On 12/14/2012 9:35 AM, Jonathan Gregory wrote:
Dear Cecilia, Steve et al.
Steve is right that mostly we use the Gregorian calendar. That is what I meant
mostly when I said that the default is the calendar we use. The real world
is mixed Julian-Gregorian, and I don't think dealing with this calendar is an
issue only for Renaissance historians.
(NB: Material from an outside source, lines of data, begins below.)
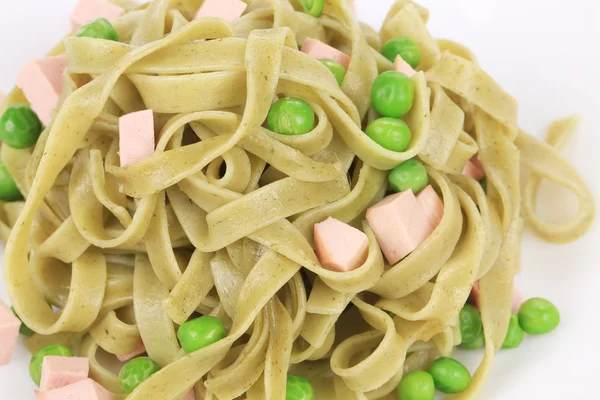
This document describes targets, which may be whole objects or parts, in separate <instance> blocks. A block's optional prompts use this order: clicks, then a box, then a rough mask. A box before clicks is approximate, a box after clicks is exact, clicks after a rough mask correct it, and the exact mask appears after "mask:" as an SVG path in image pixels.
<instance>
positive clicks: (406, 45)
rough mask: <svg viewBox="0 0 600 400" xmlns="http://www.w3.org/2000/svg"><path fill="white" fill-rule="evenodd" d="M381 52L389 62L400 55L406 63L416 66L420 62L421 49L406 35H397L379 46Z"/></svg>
mask: <svg viewBox="0 0 600 400" xmlns="http://www.w3.org/2000/svg"><path fill="white" fill-rule="evenodd" d="M381 54H383V56H384V57H385V58H387V59H388V60H390V61H391V62H394V60H395V59H396V57H398V56H400V57H402V59H403V60H404V61H406V63H407V64H408V65H410V66H411V67H413V68H417V65H419V63H420V62H421V49H420V48H419V46H417V44H416V43H415V42H414V41H412V40H411V39H409V38H407V37H397V38H394V39H391V40H389V41H388V42H386V43H385V44H384V45H383V46H382V47H381Z"/></svg>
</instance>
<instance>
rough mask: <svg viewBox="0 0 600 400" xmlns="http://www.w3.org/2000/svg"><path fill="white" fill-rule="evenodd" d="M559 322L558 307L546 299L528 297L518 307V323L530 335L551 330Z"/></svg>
mask: <svg viewBox="0 0 600 400" xmlns="http://www.w3.org/2000/svg"><path fill="white" fill-rule="evenodd" d="M559 323H560V313H559V312H558V309H557V308H556V306H554V304H552V303H551V302H549V301H548V300H546V299H541V298H539V297H535V298H533V299H529V300H527V301H526V302H525V303H523V304H522V305H521V308H520V309H519V325H520V326H521V329H523V330H524V331H525V332H527V333H529V334H530V335H541V334H544V333H549V332H552V331H553V330H554V329H556V327H557V326H558V324H559Z"/></svg>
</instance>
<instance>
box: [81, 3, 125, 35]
mask: <svg viewBox="0 0 600 400" xmlns="http://www.w3.org/2000/svg"><path fill="white" fill-rule="evenodd" d="M123 14H125V10H124V9H122V8H121V7H119V6H117V5H116V4H113V3H111V2H110V1H107V0H79V1H78V2H77V5H75V8H74V9H73V12H72V13H71V23H72V24H73V29H78V28H79V27H80V26H81V25H84V24H87V23H88V22H90V21H91V20H94V19H96V18H106V19H107V20H109V21H113V20H115V19H117V18H119V17H120V16H121V15H123Z"/></svg>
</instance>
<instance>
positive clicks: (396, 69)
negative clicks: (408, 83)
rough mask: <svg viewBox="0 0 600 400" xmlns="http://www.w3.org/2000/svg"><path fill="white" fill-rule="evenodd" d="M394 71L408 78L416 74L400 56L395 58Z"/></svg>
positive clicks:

I can't give you examples, but I
think it is conceivable or likely that at some point people would want to
record real-world data in CF earlier than the Renaissance, or have already
done so. For instance, what about astronomical data, such as the dates of
eclipses. These are real-world events, on precise dates which are translated
into the mixed Julian-Gregorian calendar.
Hi Jonathan,
If scientists somewhere have encoded the dates of these historical
events as data(*) using a mixed Gregorian-Julian calendar Lord help
'em. Those poor folks have to face an 11 day discontinuity in their own
data, as well as in ours. I'm not meaning to be snarky. I just want to
stamp out this pesky calendar issue. It has been tripping us up for too
many years.
Your points below are definitely the real guts of the discussion, but in
this email I am addressing just the one single point. I'm afraid we
will never heal ourselves from this virus if we do not eradicate it from
our thinking.
- Steve
(*) attaching a date to an historical narrative is different from using
a date as a time coordinate. It's metadata versus data.